Better automated detection of incidents: This is another key benefit of AIOps. An AIOps system eliminates a lot of waste by reducing the noise that gets created due to the creation of false-positive incidents. An AIOps system leads to the thorough analysis of events to qualify for the incident creation with appropriate severity. This saves IT operations teams’ time, which is wasted when chasing false positives.
Prediction and prevention of outages: AIOps leads to proactive operations and an important KPI to measure the operations performance. The AIOps system generates intelligent recommendations that help IT operations to meet this objective.
Cost optimization: IT is still being considered as a cost to many organizations. A mature AIOps system drastically brings down operational costs. By offloading work to algorithms and freeing up the human resources to spend time and energy on value-adding items, organizations are better able to utilize their precious human resources.
Better visibility into the environment: AIOps not only enables IT operations to identify areas of improvement but also enables businesses to uncover new opportunities or take strategic decisions. As AIOps systems touch all IT functions, they are best suited to filter out the noise and provide relevant visibility of the IT estate being managed to stakeholders.

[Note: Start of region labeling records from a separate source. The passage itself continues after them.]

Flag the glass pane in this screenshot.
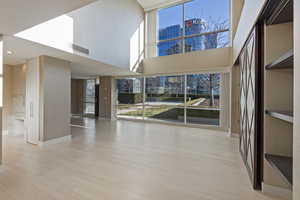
[144,76,184,122]
[144,105,184,123]
[158,5,183,40]
[186,109,220,126]
[145,76,184,107]
[186,73,220,109]
[184,0,230,35]
[185,31,229,52]
[84,103,95,114]
[117,78,144,118]
[157,40,182,56]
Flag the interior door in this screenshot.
[25,59,40,144]
[239,27,262,189]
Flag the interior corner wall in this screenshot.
[68,0,145,69]
[40,56,71,142]
[145,9,157,58]
[231,0,244,40]
[293,0,300,200]
[2,65,26,135]
[71,79,84,115]
[99,76,115,119]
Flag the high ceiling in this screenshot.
[4,36,135,77]
[137,0,184,10]
[0,0,95,35]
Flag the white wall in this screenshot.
[68,0,144,68]
[293,0,300,200]
[3,65,26,135]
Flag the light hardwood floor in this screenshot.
[0,120,282,200]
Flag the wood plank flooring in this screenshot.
[0,120,282,200]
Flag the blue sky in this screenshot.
[158,0,229,28]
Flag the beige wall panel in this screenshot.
[293,0,300,200]
[41,56,71,142]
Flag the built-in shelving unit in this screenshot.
[266,49,294,70]
[265,154,293,188]
[267,0,293,25]
[266,110,294,123]
[263,0,294,196]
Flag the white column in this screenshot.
[293,0,300,200]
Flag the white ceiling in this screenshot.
[0,0,96,35]
[137,0,184,11]
[4,36,135,77]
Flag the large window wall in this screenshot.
[157,0,230,56]
[116,73,220,126]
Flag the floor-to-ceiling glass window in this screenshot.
[117,73,220,126]
[157,0,230,56]
[144,76,185,122]
[186,74,220,125]
[117,78,144,119]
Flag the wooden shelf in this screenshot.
[267,0,294,25]
[265,154,293,188]
[266,110,294,123]
[266,49,294,70]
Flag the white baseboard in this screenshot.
[39,135,72,146]
[2,130,9,136]
[2,130,24,136]
[228,132,240,138]
[262,183,293,200]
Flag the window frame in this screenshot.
[156,0,232,57]
[115,71,221,128]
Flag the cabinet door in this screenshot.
[239,28,261,189]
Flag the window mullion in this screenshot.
[181,4,185,53]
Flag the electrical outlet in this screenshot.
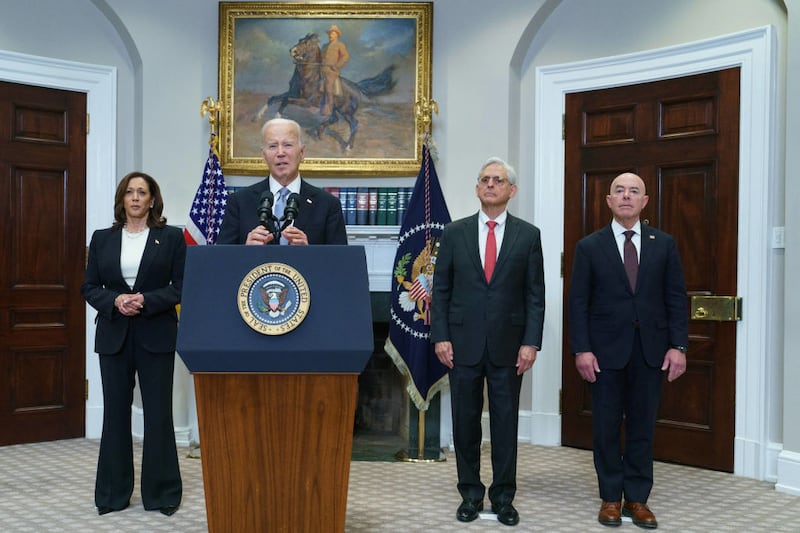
[772,226,785,249]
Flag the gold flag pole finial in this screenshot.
[414,97,439,137]
[200,96,224,152]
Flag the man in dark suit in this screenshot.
[431,158,544,526]
[569,172,689,529]
[217,118,347,245]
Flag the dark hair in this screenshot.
[111,171,167,229]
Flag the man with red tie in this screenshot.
[569,172,689,529]
[431,157,544,526]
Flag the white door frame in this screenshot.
[0,50,117,438]
[520,26,780,479]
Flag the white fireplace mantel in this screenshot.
[347,226,400,292]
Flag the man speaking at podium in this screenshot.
[217,118,347,245]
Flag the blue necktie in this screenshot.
[272,187,289,244]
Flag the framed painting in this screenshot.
[219,2,433,176]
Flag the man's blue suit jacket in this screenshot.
[431,213,544,366]
[568,224,689,370]
[217,178,347,244]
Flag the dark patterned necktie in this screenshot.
[622,229,639,291]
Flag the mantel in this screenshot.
[347,226,400,292]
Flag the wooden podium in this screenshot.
[178,246,374,533]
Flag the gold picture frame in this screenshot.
[219,2,433,176]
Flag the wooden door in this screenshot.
[0,82,86,445]
[562,68,739,472]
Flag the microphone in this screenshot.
[281,192,300,223]
[258,190,275,231]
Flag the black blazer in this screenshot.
[431,213,544,366]
[569,224,689,369]
[217,178,347,244]
[81,226,186,354]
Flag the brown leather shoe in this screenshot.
[597,501,622,527]
[622,502,658,529]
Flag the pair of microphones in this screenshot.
[258,190,300,241]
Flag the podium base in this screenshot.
[194,373,358,533]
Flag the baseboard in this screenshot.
[775,450,800,496]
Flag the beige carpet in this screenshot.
[0,439,800,533]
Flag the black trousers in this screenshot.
[95,320,183,510]
[450,353,522,506]
[591,330,663,503]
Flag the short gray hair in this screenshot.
[478,156,517,185]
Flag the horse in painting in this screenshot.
[253,33,397,150]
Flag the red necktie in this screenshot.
[483,220,497,283]
[622,229,639,291]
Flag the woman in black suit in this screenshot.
[81,172,186,516]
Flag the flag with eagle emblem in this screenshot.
[384,142,450,411]
[183,143,228,245]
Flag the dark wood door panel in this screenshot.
[0,82,86,445]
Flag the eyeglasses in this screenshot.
[478,176,508,187]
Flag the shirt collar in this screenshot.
[478,209,508,226]
[269,174,300,196]
[611,220,642,237]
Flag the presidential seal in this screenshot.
[236,263,311,335]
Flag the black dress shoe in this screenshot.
[97,502,130,516]
[492,503,519,526]
[456,500,483,522]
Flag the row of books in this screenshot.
[324,187,414,226]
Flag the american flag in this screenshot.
[183,148,228,245]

Reduced risk of operations: Risk management is one crucial domain in IT operations, but an AIOps system taking charge of automated execution of tasks, reducing human errors, and enhanced analytics using AI-powered tools greatly reduces the operations RISK irrespective of whether it is related to security, disaster recovery (DR), or day-today operational tasks of incident management, change management, and problem management.
Automation benefits: Automation is a journey, but it often fails or does not deliver expected results when it works in silos. An AIOps system, on the other hand, enables the integration of core IT functions by providing end-to-end automation services.
Higher maturity of IT operations: AIOps’ continuous feedback provides visibility into gaps and challenges in processes, tools, and infrastructure. This leads IT operations from a reactive state to a mature proactive state.
Better visibility, governance, and control: Organizations often implement various event management and reporting tools for operational governance and control but often fail due to the dynamic nature of the infrastructure and the inability of the operations team to keep the systems updated. AIOps system, on the other hand, can automatically detect and absorb such changes using algorithms and deliver the required visibility for governance and control.
Easier to move to SRE, the DevOps model: The AIOps system brings automation and maturity in IT processes and tools, thereby enabling the operations team to adopt SRE and a DevOps model.
More efficient use of infrastructure capacity: An AIOps system provides much more efficient and granular visibility into capacity utilization, enabling the capacity manager to perform demand-forecast and cost-benefit analysis in a much better and faster way.
Faster delivery of new services: An AIOps system eliminates wastes, upskills the operation team, and brings maturity in processes and tools. This enables IT teams to support new initiatives and services.
Summary
In this chapter, we covered the challenges being faced by operations teams and how AIOps helps organizations overcome these challenges. We discovered AIOps and its various components and the capabilities that each of these components provides. We also listed the benefits organizations can expect when they deploy AIOps. In the next chapter, we will explore the AIOps architecture and methodology.